Petite Titine... voyons, parce qu’on t’a promenée...

MADAME DUTOUR.

Oh ! c’est qu’on ne me promène pas, moi... c’est qu’on ne me vexe pas, moi ! j’ai d’ça, j’suis bonne fille ; mais je tape !

COLINCAMP.

Quoi, pour un rien ?

MADAME DUTOUR.

Un rien ?... deux escogriffes, qui m’emballent dans la carriole, et qui me trimballent dans la terre glaise que j’en suis encore assommée.
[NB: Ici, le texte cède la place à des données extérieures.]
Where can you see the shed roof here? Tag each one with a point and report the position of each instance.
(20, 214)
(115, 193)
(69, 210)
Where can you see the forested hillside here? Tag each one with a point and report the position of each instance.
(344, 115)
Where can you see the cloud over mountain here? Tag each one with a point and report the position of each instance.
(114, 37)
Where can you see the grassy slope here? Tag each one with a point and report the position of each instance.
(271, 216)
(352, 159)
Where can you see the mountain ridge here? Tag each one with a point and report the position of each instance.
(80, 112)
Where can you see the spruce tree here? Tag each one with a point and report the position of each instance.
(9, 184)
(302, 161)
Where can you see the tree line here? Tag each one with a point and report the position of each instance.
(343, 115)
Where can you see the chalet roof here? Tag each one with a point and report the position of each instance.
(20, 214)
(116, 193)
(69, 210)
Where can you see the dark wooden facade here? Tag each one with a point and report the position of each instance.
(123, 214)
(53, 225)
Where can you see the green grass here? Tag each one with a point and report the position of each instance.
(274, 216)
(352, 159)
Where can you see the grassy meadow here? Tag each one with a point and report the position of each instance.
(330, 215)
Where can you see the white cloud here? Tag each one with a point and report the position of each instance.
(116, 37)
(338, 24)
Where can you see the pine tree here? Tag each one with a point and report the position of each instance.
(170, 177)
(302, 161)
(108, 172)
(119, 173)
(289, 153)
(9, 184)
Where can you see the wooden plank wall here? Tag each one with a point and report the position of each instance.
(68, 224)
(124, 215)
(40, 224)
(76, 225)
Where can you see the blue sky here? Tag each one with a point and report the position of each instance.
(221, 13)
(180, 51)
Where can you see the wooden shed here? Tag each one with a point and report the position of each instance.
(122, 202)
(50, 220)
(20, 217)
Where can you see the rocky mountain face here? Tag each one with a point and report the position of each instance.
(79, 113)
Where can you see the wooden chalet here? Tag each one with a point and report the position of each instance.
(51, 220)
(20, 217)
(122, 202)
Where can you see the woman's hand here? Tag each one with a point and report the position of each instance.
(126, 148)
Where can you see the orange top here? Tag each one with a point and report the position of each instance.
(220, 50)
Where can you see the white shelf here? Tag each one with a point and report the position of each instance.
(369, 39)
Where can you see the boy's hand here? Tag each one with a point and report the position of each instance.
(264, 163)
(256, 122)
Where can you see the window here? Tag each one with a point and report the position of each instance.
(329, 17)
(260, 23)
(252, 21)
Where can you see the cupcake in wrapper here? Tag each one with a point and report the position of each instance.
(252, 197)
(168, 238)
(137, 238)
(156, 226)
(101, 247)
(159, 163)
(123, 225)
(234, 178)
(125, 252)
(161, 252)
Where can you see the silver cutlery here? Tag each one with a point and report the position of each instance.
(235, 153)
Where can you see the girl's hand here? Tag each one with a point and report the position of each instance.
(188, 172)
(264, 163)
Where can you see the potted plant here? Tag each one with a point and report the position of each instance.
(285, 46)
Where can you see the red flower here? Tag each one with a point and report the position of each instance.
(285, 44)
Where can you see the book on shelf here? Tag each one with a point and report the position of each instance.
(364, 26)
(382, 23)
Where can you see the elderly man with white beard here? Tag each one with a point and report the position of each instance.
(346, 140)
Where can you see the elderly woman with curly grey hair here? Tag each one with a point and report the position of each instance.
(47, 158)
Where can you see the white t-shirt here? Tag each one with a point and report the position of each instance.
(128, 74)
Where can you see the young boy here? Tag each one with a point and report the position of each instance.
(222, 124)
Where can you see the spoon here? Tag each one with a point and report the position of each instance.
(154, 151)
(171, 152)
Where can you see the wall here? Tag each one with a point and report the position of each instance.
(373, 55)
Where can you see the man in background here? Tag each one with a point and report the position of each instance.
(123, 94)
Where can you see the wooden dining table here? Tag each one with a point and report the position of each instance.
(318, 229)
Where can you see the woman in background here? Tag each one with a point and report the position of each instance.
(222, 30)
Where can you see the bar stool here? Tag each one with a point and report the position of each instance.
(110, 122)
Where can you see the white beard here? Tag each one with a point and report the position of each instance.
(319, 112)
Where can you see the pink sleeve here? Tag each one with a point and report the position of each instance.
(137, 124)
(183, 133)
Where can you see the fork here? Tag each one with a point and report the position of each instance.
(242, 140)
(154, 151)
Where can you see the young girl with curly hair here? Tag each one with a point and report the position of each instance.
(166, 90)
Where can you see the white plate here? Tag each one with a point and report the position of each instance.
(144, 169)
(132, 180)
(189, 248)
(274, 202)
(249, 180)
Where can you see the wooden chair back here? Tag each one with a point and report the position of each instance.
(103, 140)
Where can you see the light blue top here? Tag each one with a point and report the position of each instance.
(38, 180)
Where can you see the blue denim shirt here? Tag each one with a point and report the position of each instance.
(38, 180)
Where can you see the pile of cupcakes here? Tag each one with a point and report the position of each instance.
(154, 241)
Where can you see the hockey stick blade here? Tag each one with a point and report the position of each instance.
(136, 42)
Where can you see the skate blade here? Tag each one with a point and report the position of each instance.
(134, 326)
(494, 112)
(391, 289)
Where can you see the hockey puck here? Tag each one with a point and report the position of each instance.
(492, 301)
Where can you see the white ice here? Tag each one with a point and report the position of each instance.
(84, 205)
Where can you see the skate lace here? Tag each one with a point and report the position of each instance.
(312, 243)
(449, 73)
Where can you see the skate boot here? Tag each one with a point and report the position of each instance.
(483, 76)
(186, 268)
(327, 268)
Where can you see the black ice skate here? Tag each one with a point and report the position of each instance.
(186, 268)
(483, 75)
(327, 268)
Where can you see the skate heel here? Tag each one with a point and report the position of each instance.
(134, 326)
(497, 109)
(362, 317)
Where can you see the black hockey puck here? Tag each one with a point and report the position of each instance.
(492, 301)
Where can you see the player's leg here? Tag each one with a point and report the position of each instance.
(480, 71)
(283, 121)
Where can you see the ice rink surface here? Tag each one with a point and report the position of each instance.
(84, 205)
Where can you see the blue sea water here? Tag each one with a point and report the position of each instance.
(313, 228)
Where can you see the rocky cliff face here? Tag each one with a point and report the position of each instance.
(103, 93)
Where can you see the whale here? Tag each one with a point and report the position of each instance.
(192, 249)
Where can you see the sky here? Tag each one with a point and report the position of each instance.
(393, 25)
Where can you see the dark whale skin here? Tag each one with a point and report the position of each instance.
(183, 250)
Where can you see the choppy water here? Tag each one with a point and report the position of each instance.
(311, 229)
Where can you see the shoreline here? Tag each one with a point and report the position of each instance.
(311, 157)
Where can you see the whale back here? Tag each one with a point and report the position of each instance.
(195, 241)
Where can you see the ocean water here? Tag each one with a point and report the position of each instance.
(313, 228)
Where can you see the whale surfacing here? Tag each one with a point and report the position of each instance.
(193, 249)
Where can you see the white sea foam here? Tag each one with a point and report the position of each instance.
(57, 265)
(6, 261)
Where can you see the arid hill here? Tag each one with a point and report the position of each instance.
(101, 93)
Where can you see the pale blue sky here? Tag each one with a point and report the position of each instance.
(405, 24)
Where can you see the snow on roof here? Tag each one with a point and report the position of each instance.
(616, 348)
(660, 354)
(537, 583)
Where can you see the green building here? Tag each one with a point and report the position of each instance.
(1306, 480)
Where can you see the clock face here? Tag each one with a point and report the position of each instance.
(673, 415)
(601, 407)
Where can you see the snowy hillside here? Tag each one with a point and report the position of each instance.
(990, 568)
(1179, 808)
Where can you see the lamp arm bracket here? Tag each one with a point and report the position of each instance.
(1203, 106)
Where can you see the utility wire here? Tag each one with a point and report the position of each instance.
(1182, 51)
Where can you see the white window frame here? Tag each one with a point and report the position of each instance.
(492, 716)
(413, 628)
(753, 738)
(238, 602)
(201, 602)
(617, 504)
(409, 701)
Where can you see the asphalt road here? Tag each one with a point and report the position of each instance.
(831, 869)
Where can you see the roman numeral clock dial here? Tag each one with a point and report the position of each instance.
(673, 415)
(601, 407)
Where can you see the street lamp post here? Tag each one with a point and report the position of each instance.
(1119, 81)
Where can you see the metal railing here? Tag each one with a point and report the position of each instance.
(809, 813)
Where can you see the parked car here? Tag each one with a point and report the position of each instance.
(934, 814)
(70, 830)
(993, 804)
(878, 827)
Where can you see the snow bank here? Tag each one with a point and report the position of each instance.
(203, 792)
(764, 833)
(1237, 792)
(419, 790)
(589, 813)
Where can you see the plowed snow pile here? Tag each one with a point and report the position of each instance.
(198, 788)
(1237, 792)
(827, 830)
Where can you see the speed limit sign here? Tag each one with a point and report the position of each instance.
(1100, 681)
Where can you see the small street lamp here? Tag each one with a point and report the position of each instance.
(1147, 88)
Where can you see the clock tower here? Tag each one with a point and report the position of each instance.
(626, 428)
Et la grise !... on m’en offre six francs cinquante !

COLINCAMP.

Une farce, quoi !

MADAME DUTOUR.

Elle est jolie, la farce ! c’est fini, fifi ! Tu ne m’y prendras plus, Belzébuth... grand singe ! ça vous a l’air d’une oie et ça fait des farces ! Ah ! non ! non ! un homme qui a des connaissances comme ça, non ! non.

COLINCAMP.

Écoute donc, Titine, c’est Lastouillat et Crampat.

MADAME DUTOUR.

Deux brigands ! tout noirs.

COLINCAMP.

Deux chaudronniers.

MADAME DUTOUR.

Faut se dire adieu, mon fieu... Moi, j’aime les belles manières, j’aime les hommes comme y faut... t’es pas comme y faut... j’ divorce...

COLINCAMP.

Oh !... Catherine, un si bon ménage !

MADAME DUTOUR.

Nous allons liquider... j’ viens ici chercher les sonnettes du Bergerac, prends ta part et bonsoir... Voilà comme je comprends le ménage, moi : faut que l’homme file doux !

COLINCAMP.

C’est bien... fallait pas m’amorcer, alors.

MADAME DUTOUR.

T’amorcer ! c’est pas toi, qui m’as écrit, pas vrai, pour me...

COLINCAMP.

Parce que vous êtes riche... que vous avez un château !... Vous allez peut-être devenir marquise !...

MADAME DUTOUR.

C’te bêtise !... qu’est-ce qu’il y manque, est-ce l’étoffe ? il me semble qu’on en a !

COLINCAMP.

Coquette !

MADAME DUTOUR.

Eh bien, après ?

COLINCAMP.

Y vous faut des hommes à genoux.

MADAME DUTOUR.

Oui, Loulou !

COLINCAMP, avec fatuité.

Eh bien, j’irai chercher des femmes... Tiens ! y en a encore !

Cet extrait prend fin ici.